Human Oversight Is Embedded, Not Rubber-Stamped
Pharma uses qualified persons—individuals with specific technical knowledge and authority—to oversee critical decisions. A qualified person does not review documents after the fact. They have embedded decision authority. They can halt a process if they determine something is unsafe. Their oversight is active, not passive.
Article 14 of the EU AI Act requires human oversight for high-risk systems. This does not mean humans reviewing outputs after the system acts. It means humans with sufficient training and authority to understand the system, monitor its behavior, and intervene when something seems wrong. This is the qualified person model applied to AI.

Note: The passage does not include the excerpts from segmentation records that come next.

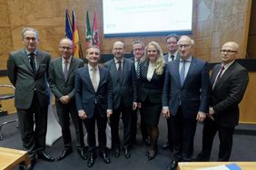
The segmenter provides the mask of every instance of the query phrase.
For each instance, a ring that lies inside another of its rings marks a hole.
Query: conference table
[[[237,165],[241,170],[256,170],[256,162],[180,162],[178,170],[216,170],[218,167],[221,170],[220,165],[231,164]]]

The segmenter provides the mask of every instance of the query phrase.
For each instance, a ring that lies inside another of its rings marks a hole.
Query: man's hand
[[[63,104],[67,104],[70,101],[70,97],[68,95],[64,95],[64,96],[61,97],[60,101]]]
[[[196,116],[197,121],[199,121],[199,122],[203,122],[204,119],[205,119],[205,118],[206,118],[206,114],[205,114],[205,113],[203,113],[203,112],[202,112],[202,111],[199,111],[199,112],[197,113],[197,116]]]
[[[133,102],[133,110],[136,109],[137,106],[138,106],[137,102]]]
[[[162,109],[162,113],[165,118],[170,118],[171,113],[169,109]]]
[[[212,107],[210,107],[209,109],[209,114],[208,114],[208,118],[211,118],[212,120],[214,120],[212,115],[214,115],[215,111],[213,110]]]
[[[86,113],[85,113],[85,111],[84,111],[84,109],[78,110],[78,117],[79,117],[81,119],[83,119],[83,120],[84,120],[85,118],[87,118],[87,115],[86,115]]]
[[[110,116],[113,114],[112,109],[107,109],[107,118],[110,118]]]

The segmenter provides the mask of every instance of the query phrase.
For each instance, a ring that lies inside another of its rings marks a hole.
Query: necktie
[[[117,69],[117,71],[118,71],[118,74],[119,74],[119,79],[120,80],[122,80],[123,79],[123,71],[122,71],[122,61],[117,61],[118,62],[118,69]]]
[[[136,77],[137,79],[141,77],[141,60],[137,60]]]
[[[215,81],[214,81],[213,86],[212,86],[212,90],[214,89],[215,84],[216,84],[216,82],[218,81],[218,80],[222,77],[222,74],[224,69],[225,69],[225,67],[222,65],[222,66],[221,67],[221,70],[219,71],[218,76],[217,76],[216,79],[215,79]]]
[[[171,61],[174,61],[174,55],[171,55]]]
[[[97,91],[97,89],[98,89],[96,71],[97,71],[96,68],[92,68],[92,83],[93,83],[93,86],[95,91]]]
[[[221,68],[220,73],[219,73],[218,77],[216,78],[216,81],[222,77],[222,74],[224,69],[225,69],[225,67],[222,65],[222,68]]]
[[[186,61],[182,61],[182,70],[181,70],[181,74],[180,74],[180,78],[181,78],[181,84],[182,86],[183,86],[184,80],[185,80],[185,67],[186,67]]]
[[[68,61],[64,61],[64,76],[65,80],[67,80],[67,74],[68,74]]]
[[[32,67],[32,70],[35,73],[36,72],[36,68],[35,68],[35,62],[34,62],[34,53],[29,53],[29,62],[30,62],[30,65]]]

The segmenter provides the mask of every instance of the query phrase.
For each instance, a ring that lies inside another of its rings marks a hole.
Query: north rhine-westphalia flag
[[[90,26],[89,11],[86,12],[86,33],[85,33],[86,48],[93,44],[92,31]]]
[[[93,45],[97,45],[100,48],[100,39],[98,32],[97,14],[94,10],[94,27],[93,27]]]
[[[76,17],[74,10],[73,10],[73,44],[74,44],[74,57],[79,58],[79,34],[77,30]]]
[[[73,40],[73,30],[67,8],[65,9],[65,37]]]

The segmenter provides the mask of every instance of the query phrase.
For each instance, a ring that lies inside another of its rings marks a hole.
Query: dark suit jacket
[[[106,109],[113,109],[113,85],[109,71],[99,65],[100,82],[94,90],[88,66],[80,68],[75,73],[75,103],[78,110],[84,109],[87,118],[92,118],[97,103],[98,113],[106,117]]]
[[[62,57],[52,59],[49,68],[49,84],[57,101],[64,95],[68,95],[72,99],[74,98],[75,71],[81,67],[84,67],[83,60],[73,57],[68,70],[67,80],[65,80],[63,73]]]
[[[211,83],[213,85],[222,64],[212,70]],[[224,127],[233,128],[239,122],[239,106],[249,81],[247,71],[236,61],[225,71],[212,92],[211,106],[215,121]]]
[[[15,87],[15,104],[17,109],[29,109],[34,92],[38,97],[40,106],[48,106],[50,90],[47,77],[50,60],[49,53],[37,50],[37,71],[34,73],[25,49],[10,53],[7,71],[10,81]]]
[[[134,63],[123,58],[123,80],[120,81],[114,60],[107,61],[104,66],[109,69],[113,80],[113,109],[117,109],[123,99],[125,107],[132,108],[137,101],[136,73]]]
[[[210,80],[207,62],[192,57],[183,86],[179,74],[180,59],[168,62],[162,90],[162,106],[175,116],[182,101],[185,117],[195,118],[198,111],[208,113]]]
[[[165,66],[162,75],[157,75],[155,72],[153,72],[151,81],[149,81],[147,79],[148,67],[148,61],[145,61],[142,63],[140,100],[144,101],[148,98],[152,103],[161,104]]]

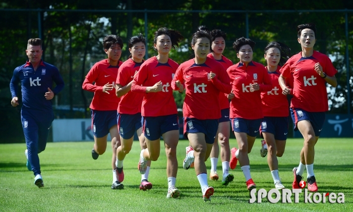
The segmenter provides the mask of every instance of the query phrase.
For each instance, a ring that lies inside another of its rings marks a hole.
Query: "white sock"
[[[251,179],[251,175],[250,175],[250,166],[243,166],[240,167],[243,171],[243,174],[244,174],[244,177],[245,177],[245,180],[248,181],[248,180]]]
[[[311,177],[312,176],[315,176],[314,174],[314,164],[306,165],[307,167],[307,173],[308,174],[307,178]]]
[[[116,162],[115,163],[115,166],[116,166],[116,168],[123,168],[123,162],[124,160],[122,161],[120,161],[119,159],[116,158]]]
[[[141,182],[143,180],[146,180],[147,181],[148,181],[148,174],[150,173],[150,167],[149,166],[147,166],[147,168],[146,169],[146,173],[144,174],[141,175]]]
[[[277,181],[280,180],[279,179],[279,176],[278,175],[278,170],[273,170],[271,171],[271,174],[272,175],[272,178],[273,178],[273,182],[275,183]]]
[[[218,159],[217,158],[211,158],[211,171],[217,171],[217,164],[218,163]]]
[[[229,174],[228,169],[229,168],[229,162],[228,161],[224,161],[222,162],[222,170],[223,170],[223,176],[225,175],[227,175]]]
[[[117,178],[116,178],[116,174],[115,173],[115,169],[113,169],[113,183],[114,183],[115,181],[117,181]]]
[[[175,177],[169,177],[168,178],[168,190],[171,187],[175,187],[175,181],[177,181],[177,178]]]
[[[199,180],[200,185],[201,186],[201,189],[204,186],[208,186],[208,183],[207,183],[207,174],[201,173],[198,174],[197,179]]]
[[[299,162],[299,166],[298,166],[298,169],[297,169],[297,174],[299,176],[303,175],[303,173],[304,172],[305,170],[305,165],[302,163],[302,162]]]
[[[188,153],[188,156],[191,158],[192,158],[193,159],[195,159],[195,157],[194,156],[194,150],[192,150]]]
[[[237,150],[236,152],[236,158],[239,158],[239,150]]]

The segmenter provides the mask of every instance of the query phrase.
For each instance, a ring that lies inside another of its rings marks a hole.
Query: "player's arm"
[[[12,100],[11,100],[11,105],[13,107],[16,107],[19,105],[18,98],[17,97],[17,89],[19,79],[17,76],[18,70],[15,69],[14,70],[14,74],[11,78],[11,81],[10,82],[10,89],[11,91],[11,95]]]
[[[179,93],[183,93],[184,90],[184,72],[182,65],[180,65],[177,69],[174,78],[171,81],[171,88],[174,91],[178,91]]]
[[[333,87],[335,88],[337,87],[337,79],[336,79],[336,77],[335,77],[334,75],[332,77],[327,75],[326,73],[323,70],[322,66],[319,62],[316,63],[314,65],[314,68],[315,69],[316,73],[320,75],[320,77],[325,79],[325,81],[326,81],[327,83],[331,85]]]

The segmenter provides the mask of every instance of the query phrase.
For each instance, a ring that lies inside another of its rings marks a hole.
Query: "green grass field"
[[[204,202],[194,169],[183,169],[185,147],[189,142],[179,142],[179,169],[177,187],[178,199],[166,198],[166,157],[162,148],[158,161],[152,162],[149,180],[153,188],[139,189],[141,175],[137,170],[140,148],[134,142],[124,161],[124,190],[112,190],[111,150],[96,161],[91,156],[93,142],[48,143],[39,154],[44,187],[38,189],[34,176],[27,170],[24,144],[0,145],[0,211],[353,211],[353,139],[320,138],[315,148],[314,171],[320,193],[343,192],[345,203],[304,203],[304,192],[300,203],[249,203],[249,192],[239,166],[230,173],[234,181],[224,187],[218,181],[209,181],[214,195]],[[234,139],[230,146],[236,146]],[[282,182],[291,189],[292,169],[299,162],[301,139],[288,139],[283,156],[278,159]],[[109,147],[109,145],[108,145]],[[257,139],[249,154],[251,174],[257,189],[274,188],[266,159],[260,156],[260,139]],[[217,171],[221,175],[218,162]],[[206,162],[209,172],[210,163]],[[209,173],[208,173],[209,174]],[[303,175],[306,178],[306,171]],[[293,197],[293,195],[292,197]],[[292,198],[292,200],[293,198]]]

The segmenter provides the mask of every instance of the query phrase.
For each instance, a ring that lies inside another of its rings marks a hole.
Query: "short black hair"
[[[119,44],[121,48],[124,47],[123,39],[117,35],[109,35],[103,39],[103,47],[104,49],[109,49],[110,46],[114,44]]]
[[[179,47],[179,42],[184,38],[177,30],[168,29],[166,27],[162,27],[154,32],[153,43],[157,43],[157,38],[162,35],[166,35],[169,36],[170,38],[170,41],[171,41],[171,47],[174,49],[175,46]],[[155,48],[155,50],[156,49]]]
[[[284,65],[290,56],[290,48],[285,44],[280,42],[272,41],[265,47],[265,54],[267,53],[267,51],[271,48],[277,48],[278,49],[281,53],[281,57],[278,64],[280,66]]]
[[[255,47],[255,42],[249,38],[245,38],[244,37],[242,37],[234,41],[234,43],[233,43],[233,48],[236,50],[237,53],[239,53],[240,48],[245,45],[249,45],[250,46],[252,49],[254,50],[254,48]]]
[[[301,24],[297,27],[297,31],[298,32],[298,38],[302,35],[302,31],[304,29],[310,29],[314,31],[314,34],[316,35],[316,26],[312,23]]]

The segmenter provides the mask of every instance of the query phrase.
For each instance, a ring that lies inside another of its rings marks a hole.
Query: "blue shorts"
[[[96,137],[107,135],[112,126],[117,124],[116,110],[91,109],[92,131]]]
[[[261,119],[246,119],[243,118],[230,119],[233,131],[237,132],[246,132],[249,136],[256,137],[259,133],[259,127]]]
[[[260,135],[263,138],[263,132],[273,134],[276,140],[286,140],[288,134],[288,117],[265,116],[262,118],[262,122],[260,126]]]
[[[325,112],[308,112],[300,108],[290,108],[290,115],[294,122],[294,130],[298,130],[298,121],[307,120],[314,129],[315,136],[319,136],[325,122]]]
[[[218,129],[218,119],[200,120],[195,118],[185,117],[184,136],[188,138],[187,132],[195,133],[202,132],[205,134],[205,140],[207,144],[213,144]]]
[[[229,121],[229,109],[225,108],[221,110],[221,117],[218,119],[218,122],[225,122]]]
[[[124,139],[130,139],[135,131],[142,126],[141,113],[135,114],[117,114],[117,128],[119,134]]]
[[[178,114],[149,117],[142,116],[142,131],[148,139],[155,140],[162,134],[171,130],[179,130]]]

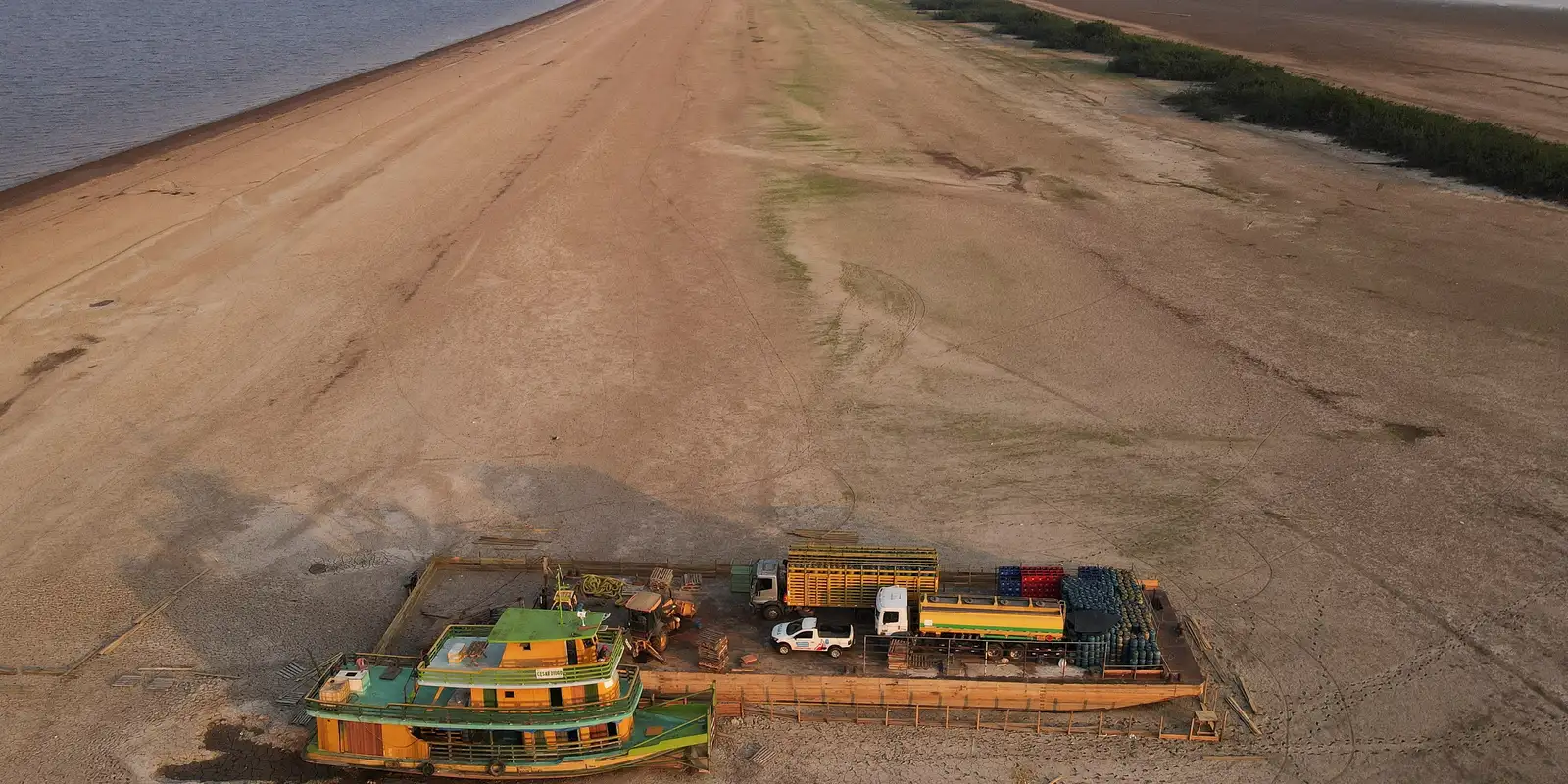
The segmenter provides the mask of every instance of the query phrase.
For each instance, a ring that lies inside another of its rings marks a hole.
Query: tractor
[[[654,657],[665,660],[670,635],[690,626],[696,618],[696,605],[654,591],[637,591],[626,604],[626,643],[637,660]]]

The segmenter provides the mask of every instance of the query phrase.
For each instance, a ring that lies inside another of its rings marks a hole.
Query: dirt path
[[[80,677],[0,679],[0,779],[149,781],[204,735],[182,776],[289,779],[209,724],[298,743],[278,670],[481,533],[834,525],[1160,577],[1264,702],[1229,778],[1549,779],[1565,212],[1151,89],[884,0],[597,0],[0,212],[0,665],[212,569]],[[241,679],[108,687],[166,665]],[[737,732],[811,775],[1215,776]]]

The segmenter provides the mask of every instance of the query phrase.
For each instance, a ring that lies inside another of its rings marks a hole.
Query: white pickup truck
[[[855,644],[855,629],[848,626],[818,626],[815,618],[801,618],[773,627],[773,648],[778,652],[826,651],[837,659],[844,649]]]

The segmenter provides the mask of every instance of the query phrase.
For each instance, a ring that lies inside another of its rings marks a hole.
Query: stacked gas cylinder
[[[1094,610],[1113,616],[1121,615],[1115,569],[1079,566],[1076,575],[1062,580],[1062,597],[1066,601],[1068,612]],[[1073,641],[1079,644],[1073,648],[1073,666],[1098,670],[1102,665],[1115,663],[1113,652],[1121,651],[1121,640],[1116,635],[1120,630],[1118,626],[1109,632],[1074,635]]]
[[[1131,574],[1116,572],[1116,599],[1121,602],[1121,622],[1116,637],[1121,640],[1121,665],[1159,666],[1160,646],[1154,638],[1154,610],[1143,594],[1143,586]]]
[[[1131,574],[1104,566],[1079,566],[1076,575],[1062,580],[1062,597],[1068,612],[1094,610],[1116,618],[1116,626],[1109,632],[1073,637],[1079,643],[1073,652],[1076,666],[1160,665],[1154,612],[1143,596],[1143,586]]]

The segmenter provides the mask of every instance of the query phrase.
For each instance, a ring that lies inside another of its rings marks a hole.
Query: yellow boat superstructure
[[[533,779],[702,765],[710,701],[644,704],[604,613],[505,610],[452,626],[423,659],[356,654],[309,695],[312,762]]]

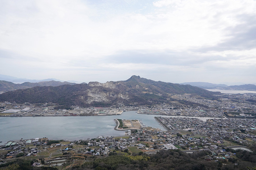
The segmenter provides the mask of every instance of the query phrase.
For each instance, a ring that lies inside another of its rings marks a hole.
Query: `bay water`
[[[121,115],[92,116],[0,117],[0,145],[9,141],[48,138],[50,139],[69,141],[85,140],[98,137],[124,135],[125,131],[116,131],[114,119],[141,120],[147,126],[165,130],[154,118],[155,116],[175,116],[137,114],[135,111]],[[212,117],[190,117],[206,121]]]

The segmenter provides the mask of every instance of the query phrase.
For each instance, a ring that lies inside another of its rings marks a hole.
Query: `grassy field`
[[[57,156],[60,156],[62,155],[62,153],[61,152],[58,152],[56,153],[53,153],[52,154],[51,156],[51,158],[53,157],[56,157]]]
[[[8,151],[5,150],[0,151],[0,155],[6,155],[8,153]]]
[[[174,146],[175,146],[175,147],[176,147],[176,148],[177,148],[178,149],[181,149],[181,148],[180,147],[180,146],[178,145],[175,145]]]
[[[43,151],[37,153],[37,156],[44,156],[45,157],[48,157],[50,156],[50,154],[47,151]]]
[[[2,116],[3,115],[6,115],[9,116],[9,115],[11,115],[11,114],[13,114],[13,113],[0,113],[0,116]]]
[[[61,149],[60,147],[53,147],[51,148],[49,148],[48,149],[48,151],[51,154],[55,152],[61,151]]]
[[[34,146],[34,144],[31,144],[26,145],[26,148],[28,148],[29,147],[29,148],[30,149],[32,149],[32,148],[36,148],[36,146]]]
[[[61,142],[60,143],[62,144],[70,144],[70,142]]]
[[[238,146],[240,145],[239,144],[235,143],[234,142],[232,142],[230,141],[228,141],[226,140],[224,140],[224,143],[222,144],[223,145],[225,146]]]
[[[123,137],[118,137],[118,138],[114,138],[114,139],[120,139],[123,138],[123,139],[129,139],[130,138],[130,136],[123,136]]]
[[[131,146],[130,147],[128,147],[128,149],[130,149],[131,152],[132,153],[137,153],[140,152],[142,151],[138,149],[137,147],[136,146]]]

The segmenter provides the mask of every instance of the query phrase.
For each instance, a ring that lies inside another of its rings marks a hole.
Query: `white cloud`
[[[20,56],[19,63],[5,59],[6,67],[15,63],[17,68],[22,68],[19,64],[24,62],[38,71],[55,70],[58,76],[62,76],[60,70],[67,68],[77,74],[83,69],[100,74],[102,69],[121,68],[135,73],[159,69],[189,72],[196,66],[207,70],[207,66],[197,65],[198,62],[213,68],[217,65],[230,69],[255,66],[255,46],[239,50],[202,49],[219,47],[235,39],[239,32],[253,28],[246,17],[256,17],[255,8],[253,0],[108,1],[100,4],[78,0],[1,1],[0,51],[15,54],[16,59]],[[234,28],[241,25],[246,29],[237,29],[235,34]],[[178,65],[137,65],[132,61],[114,64],[115,61],[109,60],[120,51],[136,51],[188,55],[170,55],[179,58],[176,60],[180,61]],[[181,66],[182,61],[186,66]],[[28,69],[24,70],[22,77],[29,73]],[[8,74],[5,70],[2,71]],[[15,73],[12,75],[16,76]]]

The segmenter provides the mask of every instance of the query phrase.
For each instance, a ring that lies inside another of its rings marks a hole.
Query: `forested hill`
[[[6,92],[31,88],[36,86],[58,86],[64,84],[73,85],[76,84],[66,81],[61,82],[54,80],[41,81],[38,83],[25,82],[21,84],[15,84],[9,81],[0,80],[0,91]]]
[[[104,106],[119,103],[151,105],[167,102],[172,93],[189,93],[214,99],[213,94],[216,93],[190,85],[156,82],[133,76],[125,81],[19,90],[0,94],[0,100],[18,103],[52,102],[66,106]]]

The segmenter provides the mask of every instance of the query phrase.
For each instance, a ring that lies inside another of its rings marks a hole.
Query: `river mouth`
[[[115,131],[115,119],[141,120],[147,126],[166,130],[154,117],[197,118],[207,119],[220,118],[211,117],[195,117],[137,114],[135,111],[124,112],[121,115],[106,116],[58,116],[0,117],[0,141],[2,144],[10,140],[21,138],[29,139],[48,138],[50,139],[72,141],[87,140],[103,136],[124,135],[125,131]]]

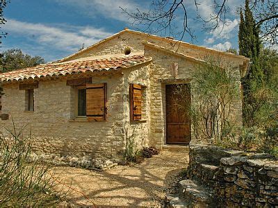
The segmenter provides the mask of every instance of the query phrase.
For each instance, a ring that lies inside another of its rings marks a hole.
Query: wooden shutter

Pharma teams understand that human oversight requires people with real authority, not committee signatures. Oversight requires expertise, not just hierarchy. And oversight requires the ability to stop a process, not just to observe it.
The Strategic Implication
Organizations that hire pharma compliance professionals to lead AI governance have a significant advantage. These people speak the language of documented evidence, continuous monitoring, and embedded oversight. They understand that governance enables quality, not restricts it. They know that shortcuts in documentation create risks later. They understand the difference between compliance theater and actual controls.
Organizations starting AI governance from scratch, without pharma expertise, must learn these principles through trial and error. Organizations with pharma veterans can shortcut that learning. The principles are already known. The discipline is already internalized. The frameworks already exist. They just need to be translated from pharmaceutical processes to AI systems.
If you're building an AI governance program, hire someone who's managed compliance in pharma. They don't need to learn governance. They need to apply what they already know to a new domain. That acceleration is worth far more than the cost of the hire.